I also tried understanding the way it works and it was confusing for me.
Could you tell me if my understanding is correct?
When you say:
What it does instead is look up in the embedding matrix in the pretrained model and put the line for one word there at the place where this word is in the new vocabulary.
What I understand is that I will reuse the weights of the old embedding matrix for the words that are contained in the new vocabulary and that it will initialize new values for the words in the new vocabulary that are not contained in the old one.
For instance, if my previous vocabulary was [‘hi’, ‘apple’] and the new vocabulary is [‘hi’, ‘orange’].Then it will reuse the weights of the word ‘hi’ but create a new not trained embedding vector for the word ‘orange’.
Therefore, if I want to be able to leverage the old vocabulary, I would have to use a set of words that is more closely related to the vocabulary
Thank you very much for the answer.
Yup, it’s just that if you new vocabulary is [‘orange’, ‘hi’], it will place the weights for ‘hi’ in the correct position. As for ‘orange’, it will initialize it with the mean of all the weights.

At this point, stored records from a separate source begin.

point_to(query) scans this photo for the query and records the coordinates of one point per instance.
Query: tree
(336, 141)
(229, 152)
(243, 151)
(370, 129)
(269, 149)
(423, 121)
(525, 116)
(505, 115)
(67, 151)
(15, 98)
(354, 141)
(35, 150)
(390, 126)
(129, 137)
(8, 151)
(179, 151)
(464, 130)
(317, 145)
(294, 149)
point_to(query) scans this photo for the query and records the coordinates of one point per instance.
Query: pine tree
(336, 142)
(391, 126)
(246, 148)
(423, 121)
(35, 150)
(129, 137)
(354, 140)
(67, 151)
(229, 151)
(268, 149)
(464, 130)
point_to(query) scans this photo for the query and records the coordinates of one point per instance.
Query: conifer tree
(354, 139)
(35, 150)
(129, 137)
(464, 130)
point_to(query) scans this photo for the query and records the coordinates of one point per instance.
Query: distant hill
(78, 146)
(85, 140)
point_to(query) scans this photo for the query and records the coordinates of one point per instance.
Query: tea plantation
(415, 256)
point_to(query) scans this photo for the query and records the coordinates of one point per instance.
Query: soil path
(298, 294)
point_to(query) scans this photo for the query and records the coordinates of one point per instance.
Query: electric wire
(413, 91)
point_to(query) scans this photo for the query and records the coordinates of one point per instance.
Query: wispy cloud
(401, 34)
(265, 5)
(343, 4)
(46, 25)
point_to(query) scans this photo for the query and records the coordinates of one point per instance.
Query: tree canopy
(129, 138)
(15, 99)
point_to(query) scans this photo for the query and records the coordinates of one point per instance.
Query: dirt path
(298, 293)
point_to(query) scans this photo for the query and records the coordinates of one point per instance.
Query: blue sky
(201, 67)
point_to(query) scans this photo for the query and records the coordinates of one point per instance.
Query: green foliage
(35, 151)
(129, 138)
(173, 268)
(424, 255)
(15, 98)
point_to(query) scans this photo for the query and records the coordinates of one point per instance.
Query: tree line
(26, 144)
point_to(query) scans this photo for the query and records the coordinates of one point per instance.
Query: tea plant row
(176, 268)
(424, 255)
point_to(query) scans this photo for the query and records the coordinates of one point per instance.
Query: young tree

Will the weights of the word tokens in the old vocab be dropped if they do not appear in the new vocab? Wondering if this would result in the model “forgetting” its previous learnings.
The weights of the embedding of the final network will only contains weights for the words inside its vocab, so the weights will be dropped. If they were not, they would not be trained in the finetuning / classification training since they won’t appear in the training dataset.
However, one could argue that keeping the weights from words that don’t appear in the training dataset(distinct from the pretraining dataset) might lead to better performance than using the unkown tokens and its embedding for those words.
Yes, I was thinking along the same lines too that those pre-trained weights would still be useful, even if their associated word tokens were not present in the training dataset used to fine-tune the language model / train the classifier. They should not be dropped!
E.g. Suppose the pre-trained vocab had the embedding / weight of the word “speed”. In the training dataset, there is a sentence “How fast does light travel?”, and the word “speed” is also not inside. Instead of dropping the weight of “speed”, it would be useful to keep it, in case there is an input query like “What is the speed of light?” during model deployment. Assuming that the weights / vectors for “fast” and “speed” are closer to each other (by cosine similarity) compared to say “fast” and “donut” (also not in the training dataset), the model would be able to predict “What is the speed of light?” as belonging to the same class as “How fast does light travel?” (which was present in the training dataset) with higher probability as compared to “What is the donut of light?”.
Would be happy to hear others’ experiences / thoughts / opinions on this.